Yıl Sonunda Gelmesi Beklenen Büyük Çöküş

Mevcut 9 aylık 1.22 trilyon TL'lik bütçe açığına rağmen, Rubil Gökdemir, bütçe tekniği gereği aralık ayında bütçe açığının katlandığını belirtti. Geçen yıl aralık ayında bütçe açığı 829 milyar TL olmuştu. Rubil Gökdemir’in hesaplamasına göre, bu yılın sonunda toplam bütçe açığı 2 trilyon 486 milyar TL'ye ulaşacak. Bu, milli gelirin %4'ü kadar bir açığa tekabül ediyor ve bu durumdaki ülkelerin dayanamayacağını söyledi.

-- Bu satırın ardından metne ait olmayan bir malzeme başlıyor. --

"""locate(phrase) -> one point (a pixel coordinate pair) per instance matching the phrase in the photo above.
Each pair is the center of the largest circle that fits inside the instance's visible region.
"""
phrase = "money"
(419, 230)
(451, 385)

En önemlisi, bu açığın kapatılmasının tek yolu yeni borçlanmadır. Hazine’nin sadece bir günde 61 milyar TL borçlandığını belirten Rubil Gökdemir, 10 yıl vadeli tahvil ihracında faizin %31,87 olarak belirlenmesine dikkat çekti. Bu, Hazinenin dahi 10 yıl sonra bile faizlerin yüksek kalacağına inandığını gösteriyor; yani ne enflasyonu düşürmeye niyet var, ne de faizlerin düşmesine.

Tüm bu tablo, toplumu kırtlağa kadar getirdi. Rubil Gökdemir, toplumun %87'sinin zor geçindiğini ya da açlık sınırında olduğunu, hatta Dünya Bankası'nın günlük kişi başına 6 dolarlık fukaralık ölçüsünü bile yakalayamayanların bulunduğunu, nüfusun yarısının bu durumda olduğunu söyledi.

Sonuç olarak, iş dünyasının yaptığı tehlikeli çıkışlar ve verdiği 5 aylık süre, ekonominin raydan çıktığını gösteren resmi rakamlarla örtüşüyor. Rubil Gökdemir, bu sosyolojik kaderi yenebilmek için herkesin değerlendirmelerini yaparken akıl, bilim ve hukuk süzgecini kullanması gerektiğini vurguladı. Aksi takdirde, yanaşma düzeninin kuralları altında, mevcut sistemin getirdiği verimsizlik ve siyasi popülizm yüzünden, sorunların çözülme kapasitesinin kalmadığı açıkça görülüyor. Patronların çığlığı, deniz bittiği, musluklar kapandığı ve kamu kaynakları kuruduğu için artık dayanılmaz hale gelmiş durumda.